The Key Role of New Instruments
As mentioned above, the development of new instruments played a key role in the discovery of P450s. In particular, three new techniques became available in the 1950s and were applied to studies of cellular respiration and oxygen metabolism which influenced the course of research leading to the P450s.
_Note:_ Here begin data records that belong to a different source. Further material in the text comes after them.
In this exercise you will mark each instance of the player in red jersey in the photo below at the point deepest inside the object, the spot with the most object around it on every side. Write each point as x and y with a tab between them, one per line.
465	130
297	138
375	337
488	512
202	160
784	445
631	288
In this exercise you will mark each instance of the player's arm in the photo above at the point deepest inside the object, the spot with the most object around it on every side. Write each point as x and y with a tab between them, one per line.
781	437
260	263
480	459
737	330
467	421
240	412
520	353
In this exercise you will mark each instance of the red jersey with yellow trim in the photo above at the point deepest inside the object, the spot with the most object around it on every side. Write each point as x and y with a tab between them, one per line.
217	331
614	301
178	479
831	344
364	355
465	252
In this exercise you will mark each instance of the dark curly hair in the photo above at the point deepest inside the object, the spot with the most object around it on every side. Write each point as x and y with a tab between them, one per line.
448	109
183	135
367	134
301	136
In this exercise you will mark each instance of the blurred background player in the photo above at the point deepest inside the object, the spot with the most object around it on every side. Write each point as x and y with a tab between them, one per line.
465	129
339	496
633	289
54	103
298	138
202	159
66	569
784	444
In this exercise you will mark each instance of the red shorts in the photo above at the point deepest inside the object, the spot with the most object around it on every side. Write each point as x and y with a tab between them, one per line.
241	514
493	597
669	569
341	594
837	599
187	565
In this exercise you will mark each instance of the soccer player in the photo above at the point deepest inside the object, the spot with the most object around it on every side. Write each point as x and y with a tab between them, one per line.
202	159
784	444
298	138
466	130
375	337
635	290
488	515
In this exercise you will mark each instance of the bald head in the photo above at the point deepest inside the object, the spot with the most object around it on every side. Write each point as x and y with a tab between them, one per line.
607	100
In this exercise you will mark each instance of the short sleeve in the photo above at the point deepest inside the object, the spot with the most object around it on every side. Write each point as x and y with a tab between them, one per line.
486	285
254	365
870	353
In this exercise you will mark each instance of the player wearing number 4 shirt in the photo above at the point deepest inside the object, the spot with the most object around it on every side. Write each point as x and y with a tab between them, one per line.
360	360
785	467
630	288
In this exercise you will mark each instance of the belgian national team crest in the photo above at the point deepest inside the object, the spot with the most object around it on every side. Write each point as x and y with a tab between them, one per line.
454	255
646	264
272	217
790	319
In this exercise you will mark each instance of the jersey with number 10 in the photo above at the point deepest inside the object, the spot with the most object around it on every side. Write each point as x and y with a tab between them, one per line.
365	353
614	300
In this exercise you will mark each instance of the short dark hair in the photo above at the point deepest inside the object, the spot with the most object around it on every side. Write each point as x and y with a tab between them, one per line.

First was the construction of mass spectrometers and the application of this technique to the study of oxygen metabolism using the heavy isotope of oxygen (18O2). Almost simultaneously, Mason et al. (1955) (Fig. 1E) and Hayaishi et al. (1955) (Fig. 1F) published papers demonstrating the incorporation of atmospheric oxygen into an organic substrate molecule during metabolism catalyzed by metalloprotein enzymes. This was the birth of mammalian oxygen fixation reactions catalyzed by enzymes we know today as oxygenases (Hayaishi, 1962) or mixed-function oxidases. These revolutionary observations and results focused further attention on the many roles of oxygen metabolism in biological systems (Mason, 1957). We know today that the best known of such reactions are those catalyzed by P450s.
Second was the development of a new class of spectrophotometers, in particular, the sensitive double beam rapid scanning machines designed and constructed by Britton Chance (Fig. 3) and demonstrated to be applicable to the study of respiratory pigments in turbid preparations of cellular particulates, such as mitochondria and microsomes (Chance, 1951, 1952, 1957). The compensating “double beam” machine obviated the need to add detergents to clarify samples undergoing spectrophotometric analysis (Fig. 3C). The ability to do such experiments in the absence of denaturing detergents was a key factor in determining the presence of P450 in the microsomal fraction of liver and adrenal cortex (see results described above by Ryan and Engel, 1957).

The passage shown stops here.